Через несколько минут он воротился бледный и расстроенный.

— Поздно, государыня, — сказал он. — На лестнице встретили меня князь Федор Семеныч Урусов, подполковники Горюшкин с Дохтуровым и передали мне, будто мятежники стрельцы еще ранним утром вышли из своих слобод при пушечных снарядах, прошли Земляной и Белый город, отслужили молебен в Китай-городе у Знаменского монастыря и теперь подходят к Кремлю. Стрельцы пьяны… кричат: «Всем Нарышкиным отомстим за смерть царевича Ивана!» Им кто-то насказал, будто царевича убили… Я велел запереть все кремлевские ворота.

— А я прикажу построиться в боевой порядок очередным караульным стрельцам при дворце. — Михаил Юрьич вышел из палаты и, приказав полсотне Сухаревского полка, стоявшей в тот день на карауле, быть наготове, сам воротился к царице.

Но отданные приказания не могли быть исполнены. Громадные толпы пьяных стрельцов успели ворваться в Кремль и окружить Красное крыльцо. Звуки набата на Ивановской колокольне, бой барабанов, неистовые крики и проклятия, гул и треск наводили невольный ужас. Царица бросилась к образам и казалась в отчаянии, губы ее шевелились, но из них вылетали только неопределенные звуки, молящие, скорбные звуки, не слагавшиеся в слова молитвы.

Все присутствующие, кроме царицы, стояли у окон.

— Посмотри, Михаил Юрьич, — говорил князь Черкасский, — с какой яростью лезут стрельцы на крыльцо. Они ломают решетку.

— Государыня, — сказал подполковник Дохтуров, входя в палату, — бунтовщики думают, будто царевич Иван Алексеевич убит, если б показать им царевича…

В это время вошел Кирилл Полуэктович, держа за руки царя Петра Алексеевича и царевича Ивана.

— Вот, дочь моя, я привел к тебе твою силу и защиту.

Все бояре решили немедленно же показать обоих братьев разъяренной толпе и, видимо, обличить ложь. С мужеством отчаяния, доведенного до крайнего предела, царица взяла обоих братьев и в сопровождении патриарха и всех бояр вывела их на Красное крыльцо.

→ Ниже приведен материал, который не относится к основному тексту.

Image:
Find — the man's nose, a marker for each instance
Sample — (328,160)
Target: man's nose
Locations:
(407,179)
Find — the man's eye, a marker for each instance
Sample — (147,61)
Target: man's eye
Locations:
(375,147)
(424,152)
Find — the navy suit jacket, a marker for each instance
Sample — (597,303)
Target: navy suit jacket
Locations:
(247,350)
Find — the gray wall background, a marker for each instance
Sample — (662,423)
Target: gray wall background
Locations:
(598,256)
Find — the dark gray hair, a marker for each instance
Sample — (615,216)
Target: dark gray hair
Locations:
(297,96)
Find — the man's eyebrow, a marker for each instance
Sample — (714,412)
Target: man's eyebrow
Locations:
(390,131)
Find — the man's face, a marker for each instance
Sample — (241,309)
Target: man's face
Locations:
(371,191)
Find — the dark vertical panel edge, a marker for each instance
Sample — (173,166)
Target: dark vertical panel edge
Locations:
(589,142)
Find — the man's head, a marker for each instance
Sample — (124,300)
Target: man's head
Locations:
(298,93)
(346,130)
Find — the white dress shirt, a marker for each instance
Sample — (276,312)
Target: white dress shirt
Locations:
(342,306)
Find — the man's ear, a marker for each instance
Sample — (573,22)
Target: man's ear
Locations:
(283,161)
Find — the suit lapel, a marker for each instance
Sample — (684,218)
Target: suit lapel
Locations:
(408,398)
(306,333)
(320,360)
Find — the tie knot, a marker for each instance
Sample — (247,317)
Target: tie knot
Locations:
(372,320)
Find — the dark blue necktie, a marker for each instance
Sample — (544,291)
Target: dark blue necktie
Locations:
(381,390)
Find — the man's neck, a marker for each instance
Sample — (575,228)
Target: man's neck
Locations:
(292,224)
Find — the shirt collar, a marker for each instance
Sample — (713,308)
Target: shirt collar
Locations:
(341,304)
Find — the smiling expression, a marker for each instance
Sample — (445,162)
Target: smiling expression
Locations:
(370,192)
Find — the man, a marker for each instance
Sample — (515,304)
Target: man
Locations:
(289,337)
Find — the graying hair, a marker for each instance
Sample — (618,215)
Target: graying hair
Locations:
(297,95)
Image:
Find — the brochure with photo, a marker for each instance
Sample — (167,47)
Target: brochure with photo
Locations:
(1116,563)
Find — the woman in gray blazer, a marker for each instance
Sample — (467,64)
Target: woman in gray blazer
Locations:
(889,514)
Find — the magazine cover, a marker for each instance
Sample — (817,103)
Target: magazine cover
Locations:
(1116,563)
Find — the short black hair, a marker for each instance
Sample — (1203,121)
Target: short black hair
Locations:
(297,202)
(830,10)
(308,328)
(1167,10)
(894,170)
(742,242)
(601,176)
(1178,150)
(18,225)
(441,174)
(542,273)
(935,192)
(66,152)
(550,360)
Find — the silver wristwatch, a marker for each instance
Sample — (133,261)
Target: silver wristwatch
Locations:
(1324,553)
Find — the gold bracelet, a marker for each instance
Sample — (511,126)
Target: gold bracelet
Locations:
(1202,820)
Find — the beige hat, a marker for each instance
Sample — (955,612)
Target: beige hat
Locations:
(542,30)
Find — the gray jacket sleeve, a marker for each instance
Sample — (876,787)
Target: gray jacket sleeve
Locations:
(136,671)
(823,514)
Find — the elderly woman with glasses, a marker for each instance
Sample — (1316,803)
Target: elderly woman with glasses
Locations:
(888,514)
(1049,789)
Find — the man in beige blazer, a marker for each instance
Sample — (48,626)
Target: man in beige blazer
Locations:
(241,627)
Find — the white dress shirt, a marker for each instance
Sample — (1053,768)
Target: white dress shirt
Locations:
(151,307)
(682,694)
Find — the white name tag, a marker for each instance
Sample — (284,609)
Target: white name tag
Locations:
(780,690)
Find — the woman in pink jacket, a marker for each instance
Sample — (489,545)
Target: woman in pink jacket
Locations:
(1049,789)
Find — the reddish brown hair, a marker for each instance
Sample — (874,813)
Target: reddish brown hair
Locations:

Выставленных на показ царевича и царя вмиг окружила толпа, перелезшая через перила. Шестнадцатилетний больной царевич дрожал от испуга, бледное лицо еще более помертвело, а загноившиеся подслеповатые глазки беспрерывно моргали от напиравших слез. Иначе действовал испуг на ребенка Петра. Глаза его смело смотрели на пьяную, бесчисленную, ревущую перед ним толпу, и только легкое подергивание личных нервов, явление, выражавшееся у него и впоследствии всегда при сильных ощущениях, указывало на коренное нравственное потрясение.